# America's conversion to a single payer system easy peasy.



## Knight (May 25, 2017)

Everyone on Medicare & Medicaid, Veterans, active duty military personal within the borders of America & employees covered by employers will change from what they have now to the government run single payer system. Funding will come from taxes collected from those working and employers payments to insurance companies used for health care. In addition all deductions for Medicare and budget monies used for Medicaid will be redirected. to the new government agency set up to administer the single payer system. 

During the conversion unpaid patient health care needs will be documented, supplied to the patient for submission to the new agency for payment. 

Insurance companies will still be able to provide for those that want extra coverage to insure preferential treatment. 
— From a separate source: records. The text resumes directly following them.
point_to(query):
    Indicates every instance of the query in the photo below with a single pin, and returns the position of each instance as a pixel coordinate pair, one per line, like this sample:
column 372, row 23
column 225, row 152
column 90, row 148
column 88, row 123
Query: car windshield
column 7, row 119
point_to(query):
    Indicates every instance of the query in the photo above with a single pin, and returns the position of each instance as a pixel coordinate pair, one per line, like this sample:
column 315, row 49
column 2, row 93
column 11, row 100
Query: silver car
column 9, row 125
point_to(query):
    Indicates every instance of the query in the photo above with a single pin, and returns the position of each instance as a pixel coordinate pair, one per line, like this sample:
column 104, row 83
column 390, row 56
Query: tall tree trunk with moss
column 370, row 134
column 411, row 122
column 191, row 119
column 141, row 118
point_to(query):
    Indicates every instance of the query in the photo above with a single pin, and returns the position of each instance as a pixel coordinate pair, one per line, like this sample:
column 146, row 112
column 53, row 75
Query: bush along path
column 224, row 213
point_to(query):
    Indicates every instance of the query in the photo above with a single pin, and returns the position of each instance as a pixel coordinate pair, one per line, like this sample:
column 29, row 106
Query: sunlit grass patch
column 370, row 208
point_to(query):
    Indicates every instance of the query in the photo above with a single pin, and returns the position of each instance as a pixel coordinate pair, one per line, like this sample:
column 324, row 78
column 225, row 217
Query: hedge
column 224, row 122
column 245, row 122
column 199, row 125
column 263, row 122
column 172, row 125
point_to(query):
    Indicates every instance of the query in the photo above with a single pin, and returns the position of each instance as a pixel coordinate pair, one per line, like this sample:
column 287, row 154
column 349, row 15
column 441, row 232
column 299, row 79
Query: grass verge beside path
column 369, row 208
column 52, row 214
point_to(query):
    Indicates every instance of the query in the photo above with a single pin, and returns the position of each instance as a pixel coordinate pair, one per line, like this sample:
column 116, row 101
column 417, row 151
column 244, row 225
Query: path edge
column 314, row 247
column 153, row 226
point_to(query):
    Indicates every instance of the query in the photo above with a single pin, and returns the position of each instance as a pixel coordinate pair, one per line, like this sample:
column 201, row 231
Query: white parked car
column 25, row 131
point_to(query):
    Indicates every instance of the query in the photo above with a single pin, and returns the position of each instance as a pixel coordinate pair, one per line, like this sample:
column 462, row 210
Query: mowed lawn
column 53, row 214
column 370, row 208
All personal information will be stored in a secure government data base so treatment and diagnosis can be accessed anywhere in America. 

To avoid confusion about who is or isn't covered, phase in will begin immediately after the new government agency is staffed and all citizens are identified as having the legal right to coverage.  

That should work. Or not!


----------



## Don M. (May 25, 2017)

One way or another, the U.S. is going to HAVE TO transition to some sort of UHC.  Our present "for Profit" system is slowly beginning to implode, and the costs are becoming prohibitive for more and more, every year.  Just yesterday, the local news said that BCBS is pulling out of the Obamacare plans for the Kansas City area, in 2018.  That will leave at least 20,000 in that area with no coverage.  This is going to continue to happen, in areas where there is only one insurance company participating in the ACA/Obamacare.


----------



## Aunt Bea (May 25, 2017)

Good or bad I believe it will come to that.  

I think employers will gross up employee wages with a one time adjustment for the amount that they currently spend to subsidize employee health care and remove themselves from the whole issue.  When that day comes it will be Medicare for all.  

The million dollar question is what will the premiums/taxes and the coverage look like.


----------



## WhatInThe (May 25, 2017)

The problem with single payer and other systems is the focus is on who and how a bill will paid. Instead more focus needs to be placed on the actual costs of physical care. Throw insurance out of the equation for a minute. Why is one night in the hospital cost $3000 to $5000 or why did one band aid cost $5 or bag of basically salt water cost $35.

The way actual CARE is delivered needs to addressed as well. I for one am an advocate of urgent care type clinics which should help eliminate emergency room visits and/or the $200-$300 office visit. Also even though I think they waste money on the 'free' home visit every year I would shift those resources from people already seeing doctors several times a year to someone who doesn't see a doctor once a year.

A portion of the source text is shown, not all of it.